From Roslin O Roslin, Summer 2001 (Vol 3 No 24), Rory Sinclair, Editor.
by David Mitchell
This article was written by David Mitchell of South Africa. Those of
you who were members of the Millennium Gathering last year will
remember the appearance in Caithness of the Cape Town Highlanders. You
should know that it was David Mitchell, an officer of this illustrious
Regiment who was instrumental, along with Niven Sinclair, in setting this
up. [ed.]
In July 1801, Lt Matthew Flinders RN set out from Portsmouth on
board H.M. Sloop The Investigator with a brief from the
Admiralty and the Royal Society to circumnavigate Australia and to
chart the Gulf of Carpentaria.
This was no ordinary voyage. Flinders had recently returned to England
in 1800, a junior lieutenant with just two year's seniority. He had been
on various voyages to Van Diemen's Land and had circumnavigated Tasmania.
On his return he had submitted an urgent proposal to Sir Joseph Banks, the
President of the Royal Society, "for completing the investigation of
the coasts of Terra Australis". The plan was approved, and within three
weeks Flinders was on his way - swift bureaucratic action that was even
more phenomenal then than it would be today - on an epic voyage of discovery
to Australia, a voyage that is now the subject of special bi-centenary
celebrations in Australia in September 2001.
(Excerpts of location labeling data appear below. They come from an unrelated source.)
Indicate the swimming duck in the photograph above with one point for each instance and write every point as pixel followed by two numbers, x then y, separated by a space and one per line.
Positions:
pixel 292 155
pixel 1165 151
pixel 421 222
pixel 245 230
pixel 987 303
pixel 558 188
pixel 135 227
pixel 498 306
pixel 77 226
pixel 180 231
One of the young midshipmen serving with Flinders on this voyage was
a 16 year-old lad from Chatham, Kent - none other than Kennett Sinclair
of Brompton (born on 19th August 1785 and baptised at St Mary's, Chatham,
on 4th October 1786).
Kennett Sinclair's father, also Kennett Sinclair and also Royal Navy,
had been born in the Highlands of Scotland in 1750, reputedly somewhere
near Inverness. In 1785, he served in the Far East on the
H.M.S. Defence, as bosun under Admiral Sir Andrew Mitchell,
and had returned to Great Britain as the Admiralty pulled back its
far-distant fleets to bolster the home defences against the French.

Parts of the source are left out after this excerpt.